USC Digital Folklore Archives / Posts Tagged ‘hurricane’
Legends

Calusa Protective Spell-Tampa

This piece of folklore came from my co-worker, who grew up in Tampa, Florida. Although he did not know much about the history of the Calusa Indians, what he did know was the legend in Tampa that the Calusa Indians cast a spell to keep them safe. Since it seems to be working, many people still believe in the legend. The Calusa Indians lived in the area where my co-worker lived, so the people in his area knew a little more about them, whereas people in other parts of Tampa might not be as familiar with the legend.

“There’s this urban legend in Tampa, where I’m from, about the Calusa Indians who were destroyed by the Seminoles, and it’s a whole history that I don’t know much about. But, there’s a legend that this chief put a spell over the Tampa area protecting it from hurricanes. So, when Hurricane Andrew came through and destroyed all of Florida, it was weird that Tampa was mostly unaffected. In recent history, with Katrina, it was supposed to go directly at Tampa and then a day before it was supposed to make landfall it just veered off towards Louisiana. In the last 20 years all of the really strong hurricanes have been forecasted to go at least somewhat into Tampa and none of them have ever hit Tampa. It’s really weird. We also get the branches of the storms that aren’t bad, so a lot of people believe that the Calusa Indians are protecting.”

Q: Will people say specifically that it’s because of the Calusa Indians?

“I mean, my mom would always say it and there were other people who believed it too…at least a lot of the people I knew would be like ‘oh it’s that old Indian tribe’ or something along those lines”

Legends
Narrative

Uncle Colin and the Hurricane

My informant told me a story about his Uncle Colin and the story that his family tells about the 1954 hurricane that struck Cape Cod, MA:

“I have heard from a number of people that in the Cape Cod hurricane of 1954, the sea at Buzzards Bay rose as the Atlantic Ocean swelled.
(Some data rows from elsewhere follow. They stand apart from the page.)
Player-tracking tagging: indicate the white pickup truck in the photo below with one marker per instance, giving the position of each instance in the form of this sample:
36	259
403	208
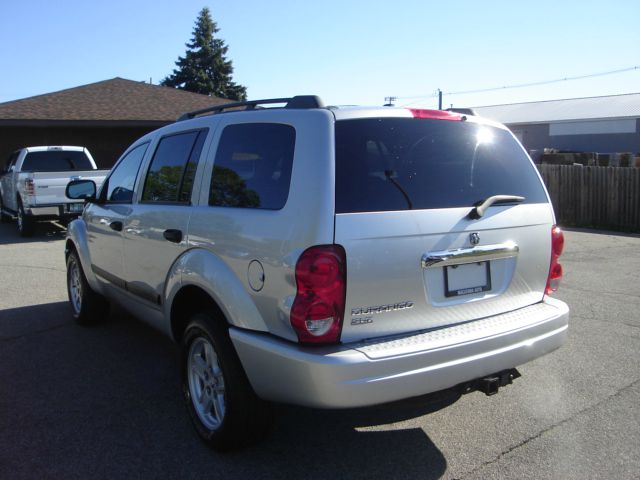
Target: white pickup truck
33	181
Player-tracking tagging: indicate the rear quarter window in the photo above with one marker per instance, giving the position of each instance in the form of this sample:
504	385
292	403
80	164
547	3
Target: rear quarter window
385	164
56	161
252	167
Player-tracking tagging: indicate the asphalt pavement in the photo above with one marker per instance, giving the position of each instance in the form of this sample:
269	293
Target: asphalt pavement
104	401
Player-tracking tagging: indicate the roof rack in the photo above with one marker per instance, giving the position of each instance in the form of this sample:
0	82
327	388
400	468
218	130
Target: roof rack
299	102
463	111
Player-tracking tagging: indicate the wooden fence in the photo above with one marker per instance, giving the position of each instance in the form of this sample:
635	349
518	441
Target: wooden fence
599	197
When it looked as if the rising inlet next to his house may rise further and wash his house away, my Uncle Colin went out to his fishing boat with a glass of milk and a baloney sandwich and said if it was going to get his house, he couldn’t stop it and he’d rather go down in his boat. So he rowed out to the boat in the storm and waited and ate. The water rose, but never reached the house and the boat never left the mooring.”

My informant said that each time he head the story it was slightly different, but the jist of it is the same. He particularly liked the story because he was named after this particular uncle, and therefore was proud of being associated with him. The story is also quite humorous, so he often re-tells it to family during gatherings and holidays.

From my point of view, this is a story about bravery. It shows the respect that a family has for its elders and their sometimes odd, but impressive actions. It also ties the family to the property in showing their devotion to it. Uncle Colin would not sit in his boat during a hurricane unless he deeply cared about the property he was willing to risk his life for. It can also be used to teach children the values of their family.